Doch den bremischen Hausarzt-Vertrag – geschlossen zwischen Hausärzteverband und der AOK im Lande – hat das Sozialgericht nun gestoppt. Er entstammte einem Schiedsspruch von Bremens Ex-Staatsrat Arnold Knigge – und sollte spätestens zum 1. Januar 2011 in Kraft treten. Doch daraus wird wohl nichts. Dabei sind alle Krankenkassen schon seit dem Sommer 2009 gesetzlich verpflichtet, mit den Hausarzt-Verbänden entsprechende Verträge zu schließen.

Das Urteil moniert zunächst, dass datenschutzrechtliche Bestimmungen verletzt würden. Die Daten der PatientInnen bei der mit der Abrechnung betrauten Hausärztlichen Vertragsgemeinschaft seien nicht sicher. Für die Weitergabe der Daten fehle die vorgeschriebene gesetzliche Regelung. Des weiteren drohten den Versicherten höhere Kosten: Das Gericht sieht den „Grundsatz der Beitragsstabilität“ verletzt. Und so kommt es letztlich zu dem Ergebnis, dass der Vertrag „offensichtlich rechtswidrig“ ist (Aktenzeichen S 1 KA 36/10 ER).

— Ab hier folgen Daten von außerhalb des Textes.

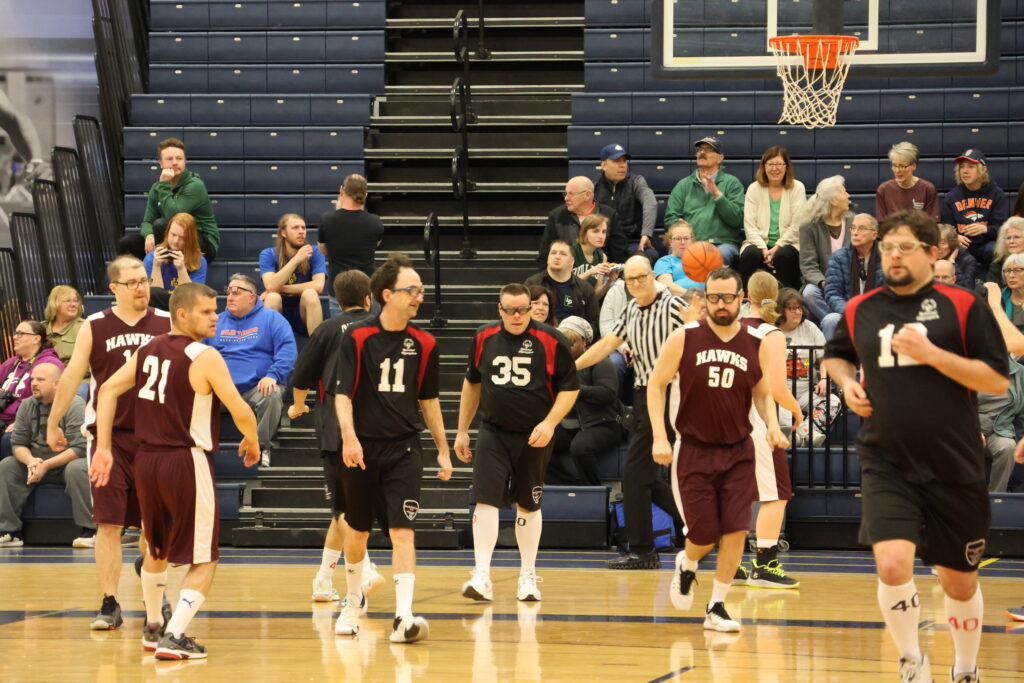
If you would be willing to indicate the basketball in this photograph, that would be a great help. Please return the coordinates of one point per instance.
(699, 259)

Das ist deshalb von überregionaler Bedeutung, weil sich die entsprechenden Passagen auch in anderen regionalen Hausarztverträgen finden. Bundesweit kursieren dabei vor allem zwei Modelle: Eines aus Bayern, wo die Ärzte deutliche Honorarerhöhungen durchsetzen konnten. Und eines aus Baden-Württemberg, das wie das Bremer auch qualitätsorientierte Anreize enthält. Der Arzt bekommt eine kontaktunabhängige Pauschale – ganz egal, ob der Kunde zum Arzt geht oder nicht.

Hans-Michael Mühlenfeld vom Bremer Hausärzteverband ist „empört und entsetzt“ über das Urteil. Es stütze sich auf „sehr hypothetische“ und interessengeleitete Zahlen der AOK, die „nicht ganz nachvollziehbar“ seien, so Mühlenfeld. Die AOK hatte vorgerechnet, dass die Kosten für die Honorare der Hausärzte dank des Vertrages um ein Drittel steigen würden.

Die AOK wiederum vermeldet zugleich: Der Hausarztvertrag kommt – trotz des Gerichtsurteils. Gemeint ist damit aber ein anderer Vertrag, den AOK gemeinsam mit zwei anderen Krankenkassen jetzt mit der Kassenärztlichen Vereinigung (KV) geschlossen hat – und zwar ohne Mitwirkung des Hausärzte-Verbandes. Die KV ist die Selbstorganisation der 1.750 VertragsärztInnen und PsychotherapeutInnen in Bremen. 60 Prozent aller HausärztInnen, so die KV, beteiligten sich bereits an ihrem Modell. Sie bekommen dafür pro PatientIn 15 Euro Provision, wenn sie sich noch in diesem Jahr verpflichten.

Allerdings hat dieser Vertrag auch eine Exklusivitätsklausel: Wer sich dem KV-Modell anschließt, für den ist der jetzt vom Sozialgericht monierte Vertrag tabu. Für Mühlenfeld ist das rechtswidrig. Überdies spricht er von einer „üblen Allianz“ eines „Monopolisten“ – also der KV – mit den Krankenkassen. Schließlich war es eine der zentralen Ideen des Reformvorhabens, den Wettbewerb zu stärken. Genau der werde verhindert, so der Hausärzte-Sprecher. Der Streit geht also weiter.